Edwards was er van overtuigd dat God Zijn kinderen hier al op aarde voorbereid op de hemel en het leven in de hemel. Een zondaar zal zich daar nooit thuis voelen. Die zal zich als een vreemde voelen in een vreemd gezelschap, in een vreemde plaats. Dat komt omdat zo iemand niet klaar voor deze wereld van liefde. Hij is te aards gezind en daarom kan hij niet ingaan. De hemel is een toebereide plaats voor toebereide mensen. En dat doet de Heere op aarde. Edwards wijst in deze preek op het voorbeeld van Henoch: Hij wandelde met God en hij was niet meer, want God nam hem weg. Hij stapte zo van de ene wereld de andere wereld in. Zo hemels was zijn leven dat de overgang niet eens groot was. Hij was klaar voor de hemel. En zo moet het ingaan in de hemel niet vreemd voor ons zijn, maar juist een verlangen, zoals je na een lange reis terugkeert naar huis. Dat is mijn huis en daar ben ik thuis!

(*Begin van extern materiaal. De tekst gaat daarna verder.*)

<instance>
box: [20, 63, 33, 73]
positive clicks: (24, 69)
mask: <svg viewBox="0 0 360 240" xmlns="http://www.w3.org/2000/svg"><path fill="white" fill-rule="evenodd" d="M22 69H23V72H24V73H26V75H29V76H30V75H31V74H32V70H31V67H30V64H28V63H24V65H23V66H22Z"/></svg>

Het leven op aarde is een oefening voor de hemel. Het is net als met koorleden die een grote uitvoering hebben. Je kunt alleen straks meezingen als je nu al je eigen partij oefent. Hier op aarde wil de Heere dat Zijn kinderen zich oefenen in wat ze straks eeuwig zullen doen: Hem loven en liefhebben. Hier op aarde moet elk kind van God zich oefenen in de melodie van de liefde, zodat straks al die stemmen samen één groot en harmonieus koor zullen vormen waarin God gedankt, geëerd en geprezen zal worden.


Geraadpleegde literatuur:
J. Edwards,The Works of Jonathan Edwards, vol. 8: Ethical Writings (ed. P. Ramsey), Yale 1989
M. Klaassen/A.A.F. van de Weg, Venster op de eeuwigheid. Hel en hemel bij de Puriteinen, z.p. 2009
S.H. Lee, The Princeton Companion to Jonathan Edwards, Princeton/Oxford 2005
S.M. Lucas, God’s Grand Design. The Theological Vision of Jonathan Edwards, Wheaton 2011
S.J. Nichols, Jonathan Edwards. A Guided Tour of His Life an Thought, Phillipsburg 2001
 


Deze lezing werd gehouden in de Poortkerk te Veenendaal tijdens de themadag van de George Whitefield Stichting op 1 december 2012. Het thema van de dag luidde: ' De Liefde Maakt het Verschil; de zegen van het dubbele liefdesgebod'.